If that doesn’t work, you can always use the source code to connect to a development instance of hive somewhere.

How to start¶

docker-compose -f docker-compose-hive.yml up --abort-on-container-exit

This will download and create the docker containers to run everything. This is how you can clear the containers, so that you can run the install again after resolving any issues:

docker-compose -f docker-compose-hive.yml down

The image that runs airflow needs to have beeline installed to be able to use Hive. I’ve created an updated “puckel” image of airflow that does that, which is available here:

https://github.com/gtoonstra/docker-airflow

This has been pushed to docker cloud as well, so when you run the script, that’s what it pulls in.

How to run¶

Run the “init_hive_example” dag just once to get the connections and variables set up. You can see in that DAG what it requires. This is just to bootstrap the example.

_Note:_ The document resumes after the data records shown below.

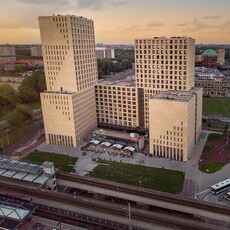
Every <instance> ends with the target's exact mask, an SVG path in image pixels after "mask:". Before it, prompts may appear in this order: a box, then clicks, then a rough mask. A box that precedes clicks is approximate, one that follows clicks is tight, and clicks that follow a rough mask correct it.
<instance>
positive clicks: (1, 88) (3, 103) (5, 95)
mask: <svg viewBox="0 0 230 230" xmlns="http://www.w3.org/2000/svg"><path fill="white" fill-rule="evenodd" d="M18 102H19V99H18V94H17V92H16V91H15V89H14V88H13V87H12V86H11V85H9V84H3V85H0V111H1V112H2V111H3V110H4V109H12V108H15V106H16V104H17V103H18Z"/></svg>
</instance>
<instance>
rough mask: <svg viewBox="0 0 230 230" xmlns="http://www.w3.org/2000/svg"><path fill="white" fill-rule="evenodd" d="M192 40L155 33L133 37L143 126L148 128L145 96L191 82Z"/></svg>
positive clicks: (184, 90)
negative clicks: (143, 104) (157, 35)
mask: <svg viewBox="0 0 230 230" xmlns="http://www.w3.org/2000/svg"><path fill="white" fill-rule="evenodd" d="M194 53H195V40H194V39H192V38H187V37H172V38H165V37H156V38H153V39H138V40H135V71H136V84H137V87H138V88H139V89H142V90H143V95H144V127H145V128H149V99H150V98H151V97H152V96H154V95H156V94H157V93H160V92H164V91H167V90H184V91H188V90H190V89H191V88H192V87H193V86H194V66H195V54H194Z"/></svg>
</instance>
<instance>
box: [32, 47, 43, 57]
mask: <svg viewBox="0 0 230 230" xmlns="http://www.w3.org/2000/svg"><path fill="white" fill-rule="evenodd" d="M30 53H31V56H33V57H42V46H41V45H36V46H31V47H30Z"/></svg>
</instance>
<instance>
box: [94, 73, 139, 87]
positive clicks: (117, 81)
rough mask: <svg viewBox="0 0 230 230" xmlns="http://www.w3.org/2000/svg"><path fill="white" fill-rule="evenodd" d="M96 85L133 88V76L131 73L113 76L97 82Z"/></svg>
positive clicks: (134, 85) (114, 75) (102, 79)
mask: <svg viewBox="0 0 230 230" xmlns="http://www.w3.org/2000/svg"><path fill="white" fill-rule="evenodd" d="M98 85H119V86H131V87H135V75H134V74H133V73H131V74H130V75H126V74H124V75H120V74H119V75H116V74H115V75H113V76H110V77H109V78H108V77H107V78H106V79H101V80H99V81H98Z"/></svg>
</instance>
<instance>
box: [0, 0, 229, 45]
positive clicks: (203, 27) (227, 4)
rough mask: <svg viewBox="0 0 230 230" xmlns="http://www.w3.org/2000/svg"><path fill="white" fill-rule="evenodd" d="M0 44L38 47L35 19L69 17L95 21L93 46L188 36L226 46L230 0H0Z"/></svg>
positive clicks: (227, 42)
mask: <svg viewBox="0 0 230 230" xmlns="http://www.w3.org/2000/svg"><path fill="white" fill-rule="evenodd" d="M0 6H1V8H0V9H1V14H0V44H5V43H14V44H15V43H22V44H23V43H24V44H25V43H27V44H28V43H40V35H39V30H38V19H37V17H38V16H43V15H52V14H73V15H77V16H84V17H86V18H90V19H93V20H94V24H95V35H96V42H102V43H126V44H128V43H130V44H132V43H134V39H135V38H151V37H155V36H166V37H170V36H189V37H193V38H195V39H196V43H225V44H227V43H230V0H8V1H6V0H0Z"/></svg>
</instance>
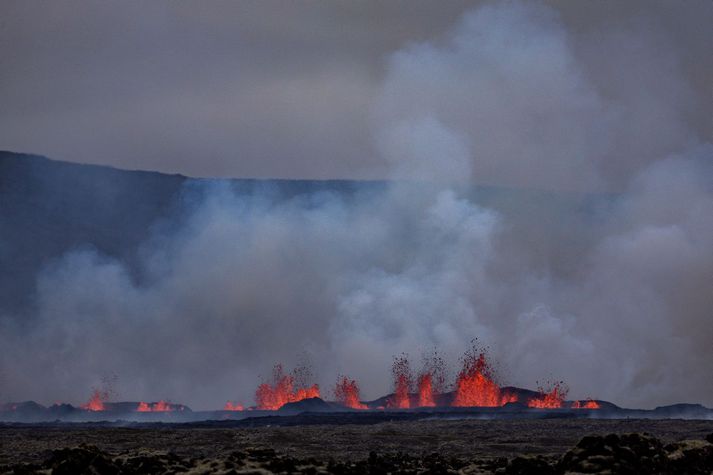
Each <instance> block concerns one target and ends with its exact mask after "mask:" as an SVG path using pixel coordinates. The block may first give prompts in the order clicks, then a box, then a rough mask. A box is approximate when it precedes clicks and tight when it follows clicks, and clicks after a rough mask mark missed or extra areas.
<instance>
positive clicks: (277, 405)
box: [255, 364, 319, 411]
mask: <svg viewBox="0 0 713 475" xmlns="http://www.w3.org/2000/svg"><path fill="white" fill-rule="evenodd" d="M272 378H273V383H272V384H269V383H262V384H261V385H260V386H258V388H257V390H256V391H255V402H256V404H257V408H258V409H262V410H266V411H276V410H277V409H279V408H281V407H282V406H284V405H285V404H287V403H288V402H297V401H301V400H303V399H309V398H313V397H319V386H318V385H316V384H314V385H312V386H309V387H302V388H298V389H296V390H295V389H294V386H295V378H294V376H292V375H289V374H285V373H284V371H283V369H282V365H280V364H277V365H275V367H274V368H273V374H272Z"/></svg>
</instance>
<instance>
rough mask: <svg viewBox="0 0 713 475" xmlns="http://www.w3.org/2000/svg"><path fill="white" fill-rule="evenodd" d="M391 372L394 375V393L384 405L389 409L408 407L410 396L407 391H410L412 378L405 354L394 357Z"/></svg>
mask: <svg viewBox="0 0 713 475" xmlns="http://www.w3.org/2000/svg"><path fill="white" fill-rule="evenodd" d="M391 373H392V375H393V377H394V394H393V396H391V397H390V398H389V399H388V400H387V401H386V407H388V408H391V409H408V408H410V407H411V398H410V397H409V393H410V392H411V386H412V378H411V366H410V365H409V362H408V358H407V357H406V355H401V356H400V357H398V358H394V364H393V366H392V367H391Z"/></svg>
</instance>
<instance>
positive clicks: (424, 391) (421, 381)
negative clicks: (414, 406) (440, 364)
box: [418, 373, 436, 407]
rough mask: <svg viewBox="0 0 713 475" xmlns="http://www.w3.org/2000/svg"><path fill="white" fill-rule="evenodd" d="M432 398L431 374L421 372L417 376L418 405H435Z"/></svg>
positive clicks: (430, 405) (434, 400)
mask: <svg viewBox="0 0 713 475" xmlns="http://www.w3.org/2000/svg"><path fill="white" fill-rule="evenodd" d="M435 406H436V401H435V400H434V398H433V375H432V374H431V373H423V374H421V375H420V376H419V377H418V407H435Z"/></svg>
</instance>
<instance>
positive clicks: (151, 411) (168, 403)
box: [136, 401, 173, 412]
mask: <svg viewBox="0 0 713 475" xmlns="http://www.w3.org/2000/svg"><path fill="white" fill-rule="evenodd" d="M171 411H173V406H171V404H170V403H168V402H166V401H159V402H154V403H152V404H149V403H147V402H140V403H139V405H138V407H137V408H136V412H171Z"/></svg>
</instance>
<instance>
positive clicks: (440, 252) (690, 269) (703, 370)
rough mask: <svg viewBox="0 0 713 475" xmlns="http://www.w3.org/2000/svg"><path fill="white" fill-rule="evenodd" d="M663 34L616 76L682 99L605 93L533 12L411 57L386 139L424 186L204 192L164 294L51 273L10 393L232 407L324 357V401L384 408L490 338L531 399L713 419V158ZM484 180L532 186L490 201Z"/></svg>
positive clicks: (49, 273) (574, 42)
mask: <svg viewBox="0 0 713 475" xmlns="http://www.w3.org/2000/svg"><path fill="white" fill-rule="evenodd" d="M617 35H620V36H619V37H621V33H617ZM648 35H649V33H648V32H646V31H643V32H642V31H632V32H630V33H627V34H626V35H624V36H625V38H623V39H622V40H621V41H622V42H623V43H627V42H634V41H635V42H636V44H637V45H639V48H638V49H637V50H636V51H632V50H630V49H627V48H622V50H619V51H616V52H613V55H614V56H615V57H616V58H617V61H618V62H620V68H621V69H622V70H625V71H626V72H627V74H632V75H647V76H648V75H655V77H656V78H657V81H656V83H657V84H660V83H663V84H667V85H669V86H670V89H668V90H671V91H678V92H679V93H677V94H674V95H673V97H670V96H665V95H661V96H659V95H657V94H653V93H652V91H654V90H657V89H656V87H654V85H652V82H651V81H648V80H647V81H644V82H642V83H640V84H639V83H634V82H631V81H621V78H620V76H619V75H614V76H608V75H607V74H606V72H605V71H595V72H592V68H593V66H596V65H597V64H598V63H597V60H600V59H601V54H604V52H602V51H600V50H599V49H598V47H597V46H592V45H590V47H589V48H586V47H584V46H586V44H585V45H584V46H582V42H586V38H579V37H574V36H573V35H572V34H571V33H569V32H568V31H567V30H566V29H565V28H564V26H563V25H562V24H561V22H560V20H559V19H558V17H557V14H556V12H554V11H553V10H551V9H549V8H547V7H544V6H542V5H540V4H536V3H518V2H513V3H507V4H496V5H490V6H485V7H482V8H479V9H478V10H475V11H473V12H471V13H470V14H468V15H466V16H465V17H464V18H463V19H462V21H461V22H460V23H459V24H458V25H456V26H455V27H454V29H453V30H452V32H451V33H450V34H449V35H448V36H447V37H446V38H440V39H437V40H434V41H433V42H429V43H424V44H415V45H410V46H408V47H406V48H404V49H403V50H401V51H399V52H396V53H395V54H394V55H393V56H392V57H391V59H390V61H389V63H388V68H387V74H386V77H385V80H384V84H383V88H382V91H381V94H380V96H379V97H378V98H375V112H374V128H375V140H376V143H377V146H378V148H379V151H380V153H381V154H382V156H383V157H384V159H385V160H387V161H389V163H391V164H392V165H393V169H394V176H395V177H397V178H400V179H403V178H408V179H417V180H421V181H422V182H420V183H413V182H412V183H406V182H396V183H395V184H392V185H390V186H389V187H387V188H386V189H383V190H369V189H366V188H365V189H364V190H363V191H358V192H356V193H354V194H340V193H334V192H318V193H308V194H302V195H298V196H296V197H292V198H289V199H285V198H281V197H279V195H276V194H274V193H271V192H270V191H269V190H267V191H256V192H254V193H252V194H251V195H249V196H246V195H245V194H243V193H236V192H235V190H232V189H231V188H230V187H229V186H228V185H227V184H225V183H221V182H209V183H194V184H191V186H192V187H197V188H198V189H199V192H198V193H197V196H199V198H197V199H196V201H195V203H193V204H192V206H191V207H189V209H188V210H187V211H186V212H187V213H188V215H189V217H188V219H187V224H186V225H185V226H184V227H183V228H181V229H180V230H178V231H177V232H174V233H172V234H170V235H157V236H155V238H154V239H153V240H151V241H150V242H147V243H146V244H145V248H144V252H143V255H144V256H145V259H144V262H143V263H142V265H143V266H144V271H145V273H146V274H147V275H148V278H147V280H146V282H144V283H141V284H139V283H137V282H136V281H135V280H134V279H133V278H132V276H131V274H130V272H129V271H128V270H127V268H126V267H125V265H124V264H123V263H121V262H118V261H116V260H112V259H110V258H107V257H106V256H102V255H99V254H98V253H97V252H95V251H93V250H91V249H90V248H88V249H83V250H76V251H73V252H70V253H68V254H66V255H65V256H64V257H63V258H62V259H60V260H59V261H57V262H56V263H54V265H53V266H51V267H50V268H48V269H46V270H45V271H44V272H43V273H42V274H41V275H40V276H39V278H38V291H37V303H36V314H35V315H34V316H33V318H32V320H31V323H28V324H26V325H23V326H19V327H10V324H9V323H5V325H7V327H6V328H3V329H2V332H1V333H0V348H1V349H0V354H1V355H2V364H3V367H2V370H3V372H4V373H5V375H6V376H5V377H6V379H7V380H8V381H9V388H8V390H6V391H5V392H6V393H9V394H7V395H9V396H10V398H11V399H12V398H14V399H19V398H37V399H40V398H44V399H45V400H50V401H52V400H54V399H62V400H70V401H80V400H81V399H82V398H84V397H85V396H86V392H87V388H89V387H90V386H91V385H92V384H95V383H96V381H97V380H98V379H99V378H100V377H101V376H102V375H104V374H107V373H108V372H115V373H117V374H118V375H119V378H120V380H119V385H120V391H121V393H122V395H123V397H125V398H126V399H160V398H171V397H172V398H181V401H180V402H185V403H188V404H192V405H194V406H197V407H220V406H222V403H223V402H224V401H225V400H226V399H242V400H243V401H250V400H251V398H252V392H253V390H254V387H255V385H256V383H257V381H258V376H259V375H260V374H267V373H268V372H269V371H270V368H271V366H272V364H273V363H274V362H275V361H285V362H290V361H293V360H294V358H295V355H296V354H298V353H299V352H301V351H303V350H305V349H307V350H308V351H309V352H310V353H311V354H312V355H313V360H314V363H315V366H316V368H315V369H316V371H317V374H318V377H319V378H320V382H321V383H322V385H323V386H324V387H329V386H331V384H332V383H333V381H334V378H335V377H336V375H337V374H339V373H342V374H349V375H350V377H354V378H357V380H358V381H359V382H360V386H361V389H362V393H363V395H364V397H377V396H381V395H383V393H384V392H385V391H386V390H387V388H388V387H389V362H390V361H391V357H392V356H393V355H395V354H398V353H401V352H410V353H411V354H412V355H416V354H419V353H420V352H421V351H422V350H423V349H424V348H430V347H432V346H434V345H435V346H437V347H439V348H441V349H442V350H443V351H444V352H445V353H446V354H447V355H449V356H451V358H452V359H453V360H454V361H455V358H456V356H457V355H458V353H460V352H461V351H462V350H464V349H465V348H467V346H468V342H469V341H470V339H471V338H473V337H474V336H478V337H479V338H480V339H481V340H482V341H483V342H484V343H485V344H488V345H490V346H491V348H492V350H493V353H494V355H495V356H496V358H497V359H498V360H499V361H501V363H502V366H503V374H504V376H505V377H506V378H507V382H508V383H511V384H514V385H522V386H534V382H535V381H536V380H543V379H546V378H547V377H548V376H550V375H552V376H554V377H555V378H557V379H564V380H566V381H567V382H568V383H569V385H570V387H571V388H572V396H573V397H585V396H588V395H591V396H595V397H600V398H608V399H611V400H613V401H614V402H616V403H619V404H624V405H627V404H630V405H639V406H642V405H643V406H646V405H655V404H663V403H670V402H680V401H695V402H703V403H707V404H709V405H711V404H713V399H711V394H713V380H712V379H711V378H710V377H709V371H710V368H709V366H710V361H712V360H713V345H711V344H710V343H711V342H712V341H713V326H711V325H710V322H709V320H710V309H711V308H713V294H712V293H711V292H710V289H709V288H708V287H709V283H710V282H712V281H713V252H711V249H713V170H711V160H712V159H713V147H711V145H710V144H702V143H699V140H698V139H697V137H696V136H695V133H694V132H692V131H691V130H689V129H688V128H687V126H686V121H685V115H686V114H685V112H686V110H687V109H686V108H687V107H690V104H689V101H688V98H687V95H688V93H687V85H686V84H685V81H684V80H683V79H682V78H681V76H680V75H679V74H678V73H677V72H676V69H675V68H670V67H669V66H670V65H671V64H675V60H674V59H675V58H669V57H667V56H666V54H667V52H666V51H663V52H661V53H660V54H661V56H663V58H662V59H657V60H653V59H652V58H653V57H654V55H650V54H649V53H651V50H652V49H653V48H655V47H656V45H657V42H656V41H654V40H655V38H654V39H652V38H650V37H649V36H648ZM642 52H643V53H642ZM644 53H645V54H644ZM607 54H609V52H607ZM598 55H599V56H598ZM618 64H619V63H618ZM619 74H621V73H619ZM641 88H643V89H644V90H643V91H640V90H639V89H641ZM473 179H476V180H480V181H484V182H493V183H506V184H511V185H516V186H520V187H522V189H519V190H518V189H514V190H511V192H509V193H504V192H501V193H496V194H494V195H491V196H485V197H483V196H482V195H479V194H478V193H474V192H472V190H471V188H469V186H468V183H470V182H471V181H472V180H473ZM532 188H547V189H550V190H554V191H555V192H556V193H538V192H534V191H532ZM523 190H524V191H523ZM563 190H580V191H581V190H590V191H591V190H595V191H598V192H601V191H603V190H615V191H616V193H612V194H603V193H600V194H583V193H564V192H563ZM189 191H190V193H193V192H194V191H195V190H187V193H189ZM190 193H189V194H190ZM190 196H195V195H193V194H190ZM484 203H487V204H484ZM38 348H41V349H42V351H41V352H40V351H37V349H38Z"/></svg>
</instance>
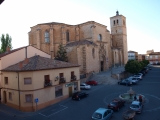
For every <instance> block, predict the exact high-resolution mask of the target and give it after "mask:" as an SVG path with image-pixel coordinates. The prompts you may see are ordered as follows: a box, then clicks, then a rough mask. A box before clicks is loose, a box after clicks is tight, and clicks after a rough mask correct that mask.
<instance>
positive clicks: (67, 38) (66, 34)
mask: <svg viewBox="0 0 160 120" xmlns="http://www.w3.org/2000/svg"><path fill="white" fill-rule="evenodd" d="M66 40H67V42H69V31H67V32H66Z"/></svg>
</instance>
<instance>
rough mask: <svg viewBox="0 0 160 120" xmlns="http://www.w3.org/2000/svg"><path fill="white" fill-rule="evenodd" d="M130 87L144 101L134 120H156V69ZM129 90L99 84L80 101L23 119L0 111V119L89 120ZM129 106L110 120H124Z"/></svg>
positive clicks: (157, 76) (95, 86) (156, 99)
mask: <svg viewBox="0 0 160 120" xmlns="http://www.w3.org/2000/svg"><path fill="white" fill-rule="evenodd" d="M131 87H132V89H133V91H135V92H136V93H137V94H143V95H144V96H145V98H146V99H145V103H144V107H143V110H142V113H141V114H136V116H135V120H160V66H155V67H154V68H152V70H150V71H149V72H148V73H147V74H146V75H145V76H144V77H143V79H142V80H141V81H139V83H138V85H132V86H131ZM129 89H130V86H124V85H118V84H115V85H106V84H99V85H97V86H92V88H91V89H90V90H83V91H85V92H86V93H88V94H89V96H88V97H86V98H84V99H81V100H80V101H75V100H72V99H71V98H68V99H66V100H64V101H61V102H59V103H57V104H55V105H52V106H50V107H47V108H45V109H43V110H40V111H38V112H37V114H34V115H32V116H28V117H25V118H23V117H17V116H13V115H10V114H7V113H4V112H2V111H0V120H12V119H14V120H48V119H50V120H90V119H91V116H92V114H93V112H94V111H95V110H96V109H98V108H100V107H102V108H107V105H108V103H109V102H110V101H111V100H112V99H114V98H118V97H119V95H120V94H122V93H126V92H127V91H128V90H129ZM129 106H130V103H125V106H124V107H122V108H121V109H120V110H119V111H118V112H114V113H113V117H112V118H111V120H124V118H123V117H122V114H123V112H124V111H125V110H127V109H128V108H129Z"/></svg>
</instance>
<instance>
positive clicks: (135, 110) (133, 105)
mask: <svg viewBox="0 0 160 120" xmlns="http://www.w3.org/2000/svg"><path fill="white" fill-rule="evenodd" d="M142 108H143V105H142V103H141V102H139V101H133V102H132V104H131V105H130V109H132V110H134V111H135V112H136V113H141V112H142Z"/></svg>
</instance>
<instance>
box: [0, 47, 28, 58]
mask: <svg viewBox="0 0 160 120" xmlns="http://www.w3.org/2000/svg"><path fill="white" fill-rule="evenodd" d="M25 47H27V46H25ZM25 47H20V48H17V49H14V50H11V51H9V52H5V53H2V54H0V58H1V57H4V56H6V55H9V54H11V53H14V52H16V51H18V50H20V49H23V48H25Z"/></svg>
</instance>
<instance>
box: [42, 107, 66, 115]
mask: <svg viewBox="0 0 160 120" xmlns="http://www.w3.org/2000/svg"><path fill="white" fill-rule="evenodd" d="M59 106H62V107H63V109H61V110H59V111H57V112H54V113H52V114H50V115H48V116H47V115H44V114H42V113H39V114H40V115H42V116H44V117H50V116H52V115H54V114H57V113H59V112H61V111H63V110H65V109H67V108H68V107H66V106H64V105H59ZM51 111H53V109H52V110H51Z"/></svg>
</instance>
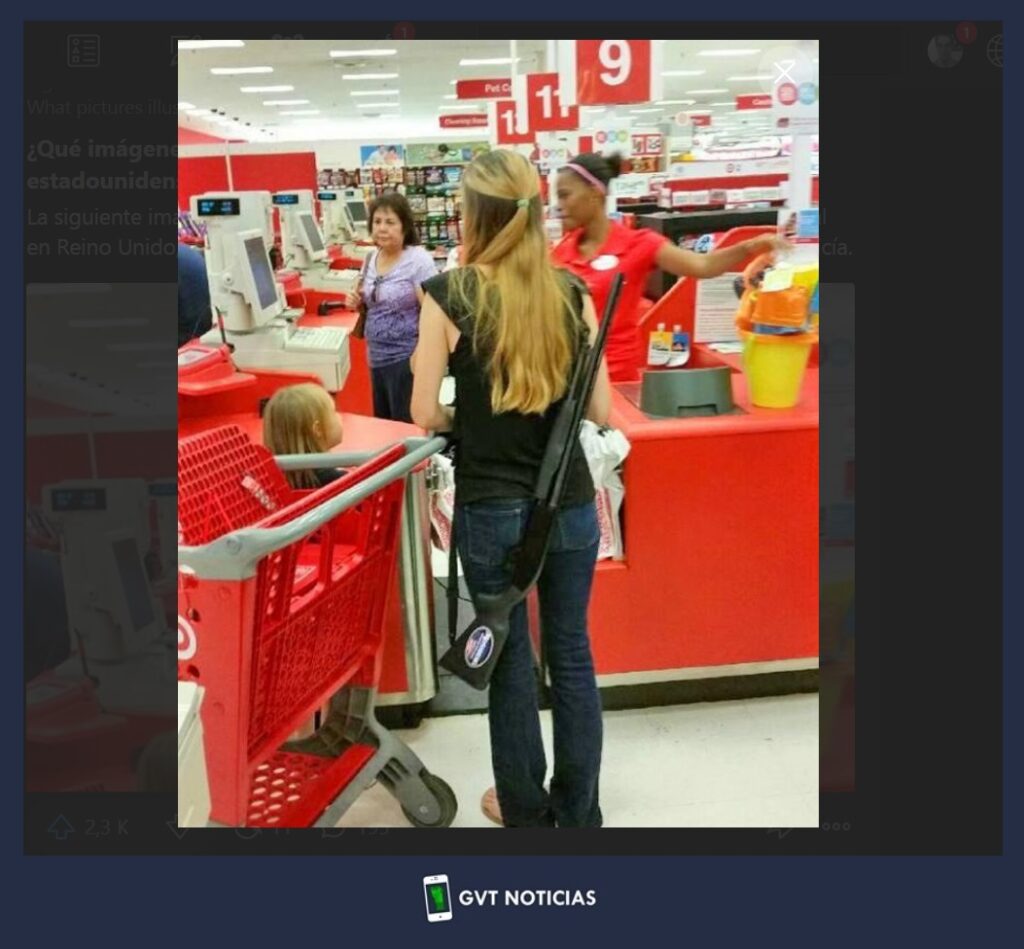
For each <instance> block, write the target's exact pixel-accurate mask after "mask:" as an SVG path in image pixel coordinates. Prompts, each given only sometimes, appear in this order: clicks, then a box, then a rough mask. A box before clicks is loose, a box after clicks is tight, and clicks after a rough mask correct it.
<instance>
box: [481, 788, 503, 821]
mask: <svg viewBox="0 0 1024 949" xmlns="http://www.w3.org/2000/svg"><path fill="white" fill-rule="evenodd" d="M480 810H481V811H483V816H484V817H485V818H486V819H487V820H489V821H492V822H493V823H496V824H498V826H499V827H504V826H505V821H504V820H503V819H502V808H501V805H500V804H499V803H498V789H497V788H495V787H488V788H487V789H486V790H485V791H484V792H483V796H482V797H481V799H480Z"/></svg>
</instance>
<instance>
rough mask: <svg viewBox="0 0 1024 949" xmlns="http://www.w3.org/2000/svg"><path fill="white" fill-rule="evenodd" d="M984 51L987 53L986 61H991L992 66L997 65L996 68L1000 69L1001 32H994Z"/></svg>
mask: <svg viewBox="0 0 1024 949" xmlns="http://www.w3.org/2000/svg"><path fill="white" fill-rule="evenodd" d="M986 52H987V53H988V61H989V62H991V63H992V66H994V67H997V68H998V69H1000V70H1001V69H1002V34H1001V33H996V34H995V36H993V37H992V38H991V39H990V40H989V41H988V46H987V48H986Z"/></svg>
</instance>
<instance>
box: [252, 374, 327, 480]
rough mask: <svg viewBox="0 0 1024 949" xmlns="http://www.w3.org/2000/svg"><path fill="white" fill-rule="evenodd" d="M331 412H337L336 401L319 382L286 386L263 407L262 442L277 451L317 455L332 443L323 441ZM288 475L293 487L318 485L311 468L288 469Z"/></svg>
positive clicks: (326, 447)
mask: <svg viewBox="0 0 1024 949" xmlns="http://www.w3.org/2000/svg"><path fill="white" fill-rule="evenodd" d="M329 412H334V403H333V402H332V401H331V396H330V395H328V393H327V391H326V390H325V389H322V388H321V387H319V386H317V385H315V384H313V383H311V382H308V383H301V384H299V385H294V386H285V388H283V389H279V390H278V391H276V392H274V393H273V395H272V396H271V397H270V401H268V402H267V403H266V406H265V407H264V409H263V444H264V445H265V446H266V447H267V448H269V449H270V451H272V452H273V454H274V455H318V454H319V452H322V451H325V450H327V448H328V447H330V445H325V444H324V443H323V439H324V437H325V436H324V434H323V433H324V432H326V431H327V421H328V420H327V414H328V413H329ZM317 424H318V426H319V431H321V433H322V434H321V435H318V436H317ZM285 477H286V478H287V479H288V483H289V484H291V485H292V487H296V488H298V487H319V482H318V481H317V480H316V476H315V474H313V472H312V471H311V470H305V471H286V472H285Z"/></svg>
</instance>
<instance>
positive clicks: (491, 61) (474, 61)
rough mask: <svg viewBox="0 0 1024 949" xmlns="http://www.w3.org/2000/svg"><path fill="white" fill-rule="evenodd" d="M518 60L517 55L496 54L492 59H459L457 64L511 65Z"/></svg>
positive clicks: (461, 65) (481, 65)
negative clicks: (458, 60) (496, 55)
mask: <svg viewBox="0 0 1024 949" xmlns="http://www.w3.org/2000/svg"><path fill="white" fill-rule="evenodd" d="M518 61H519V57H518V56H516V57H515V58H514V59H513V58H512V57H511V56H496V57H495V58H493V59H460V60H459V66H511V64H512V63H513V62H518Z"/></svg>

Run the “staging_oltp” DAG and let it finish before you start the processing scripts. This is because there’s currently no operator in the DAG that verifies the dependency of OLTP versus the processing tasks.

Finally, run the “process_hive_dwh” DAG when the staging_oltp is finished.

How it works¶

The staging process gathers the new products and customers that appear over a certain time window. Orders and order lines are not updated in this example, so these are always “new”. Customers and products may receive updates and these are managed by allocating them by their “change_dtm”. All data is partitioned per day. This results in a number of partitions per table in Hive.

The data warehouse is regenerated entirely from scratch using the partition data in the ingested OLTP structures. This means the dimensions and facts are truncated and rebuilt on a daily basis.

In a straight-forward Kimball approach, you’d persist and maintain the dimensions and facts because they are too expensive to regenerate. For smaller data warehouses though, you can use the multi-processing capabilities to achieve this.

Strategy¶

The main strategy here is to parallellize the way how data is drawn from the database. What I’ve maintained in this example is a regular star-schema (Kimball like) as you’d see one in a regular data mart or DWH, but the dimensions are somewhat simplified and use a mix of SCD type 1 and type 2 dimensions. (SCD = Slowly Changing Dimension). Similar to the ETL example, the dimensions are processed first, then per fact you’d tie the data to the dimensions.

Typical Kimball DWH’s accumulate data chronologically over time. It is uncommon to reprocess portions of the DWH historically because of the complications that arise if other processing runs have run after a failure.

In this example therefore, the source data is kept and the entire DWH regenerated from scratch using the source data in two simple operations.